L’intimidation est appuyée par de récurrentes menaces militaires brutalement mises en scène par des salves balistiques dans les parages de l’Île, dont le but est de tenir à distance par la peur toute velléité d’émancipation. Il arrive que la stratégie créé un hiatus dans la perception de la réalité.

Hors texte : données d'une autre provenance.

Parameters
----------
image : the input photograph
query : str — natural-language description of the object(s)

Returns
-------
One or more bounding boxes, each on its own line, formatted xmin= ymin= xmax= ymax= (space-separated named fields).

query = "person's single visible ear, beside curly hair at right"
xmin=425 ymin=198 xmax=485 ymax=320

Alors que le prince Mohamed Ben Salman saluait « le rôle constructif  » de la Chine au Moyen Orient, les pressions chinoises ont récemment conduit le Président français, soucieux de ne pas apparaître comme le « vassal de l’Amérique  », à déclarer que la question de Taïwan n’entrait pas dans l’éventail des préoccupations stratégiques françaises, alors même que Paris tire fierté que les 7 millions de Km2 de son domaine maritime du Pacifique constitue « le socle de sa puissance maritime ».

Note(s) :

[1Hiroshima héberge depuis de longues années des conférences internationales de toutes natures à un rythme de quatre ou cinq par mois.

Mais, cette année, l’accueil du sommet des chefs d’État du G7 en pleine guerre en Ukraine en Europe et alors qu’en Asie montent les tensions graves en mer de Chine du sud et dans le Détroit de Taïwan, revêt une importance particulière rappelant les risques d’emballement catastrophique.

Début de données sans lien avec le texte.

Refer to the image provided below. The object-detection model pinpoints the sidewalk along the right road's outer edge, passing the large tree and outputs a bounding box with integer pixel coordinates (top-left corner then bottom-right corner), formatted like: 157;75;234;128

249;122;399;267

Le 25 avril, le sommet des jeunes du G7 à Hiroshima a été inauguré par le témoignage de Madame Keiko Ogura, rescapée de « la bombe  ». Dans la même veine, Le Premier ministre japonais Kishida a exprimé qu’Hiroshima était le lieu le plus approprié pour mettre en garde à la fois contre « les agressions militaires et les menaces d’utilisation de l’arme nucléaire » et les « tentatives de révision de l’ordre international portant un risque de conflit à potentiel nucléaire ».

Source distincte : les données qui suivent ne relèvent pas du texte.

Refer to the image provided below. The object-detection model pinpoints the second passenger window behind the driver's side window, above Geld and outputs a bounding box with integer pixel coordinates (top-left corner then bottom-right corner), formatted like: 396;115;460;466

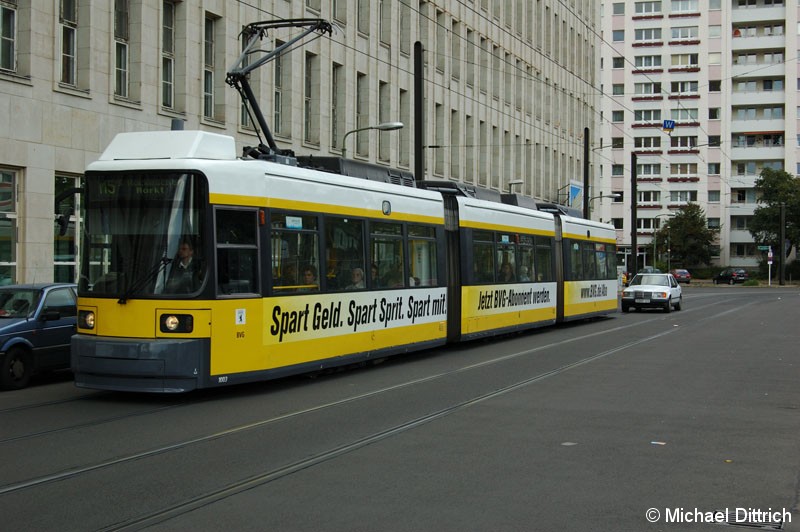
325;217;366;290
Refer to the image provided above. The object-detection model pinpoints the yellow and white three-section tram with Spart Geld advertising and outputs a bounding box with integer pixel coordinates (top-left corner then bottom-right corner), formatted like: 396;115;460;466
72;131;617;392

[2Le statut de Taïwan recèle une ambiguïté de droit international rarement relevée. S’il est exact que la résolution 2758 du 25 octobre 1971 reconnaît l’admission de la Chine communiste à l’ONU à la place de Taïwan au rang de membre du Conseil de sécurité doté d’un droit de veto, en revanche il n’existe aucun texte onusien rattachant formellement l’Île de Taïwan à la Chine.

L’ambiguïté a une double racine :

1) En dépit des profonds bouleversements internes qui l’éloignent du Continent, l’Île s’appelle toujours « République de Chine », désignation cautionnée par Pékin qui la relie à l’histoire. Le, nom hérité de Sun Yat-sen date de 1912, a été perpétué par Tchang Kai-chek replié à Taïwan en vue du mythe aujourd’hui évanoui de la reconquête ultérieure du Continent.

2) Le nom a été conservé par la mouvance de rupture du DPP contraint par la menace de Pékin. Le hiatus s’exprime avec force quand les présidents issus du mouvement de rupture historique (Chen Shui-bian – 2000-2008 et Tsai Ing-wen 2016-2023) prêtent serment face au portait de Sun Yat-sen, alors que le narratif historique de leur Parti sur les relations avec le Continent est à l’opposé de celui du Guomindang (KMT) fondé par Sun Yat-sen.

Enfin quand, dans l’Île, Chen et Tsai prônent la liberté de choix politique face au Continent, un des dogmes politiques de principe du KMT, héritier de Tchang Kai-chek reste toujours « la réunification » avec cependant la variante que, repoussée aux calendes grecques, elle restera impossible tant que la Chine sera contrôlée par le Parti Communiste chinois.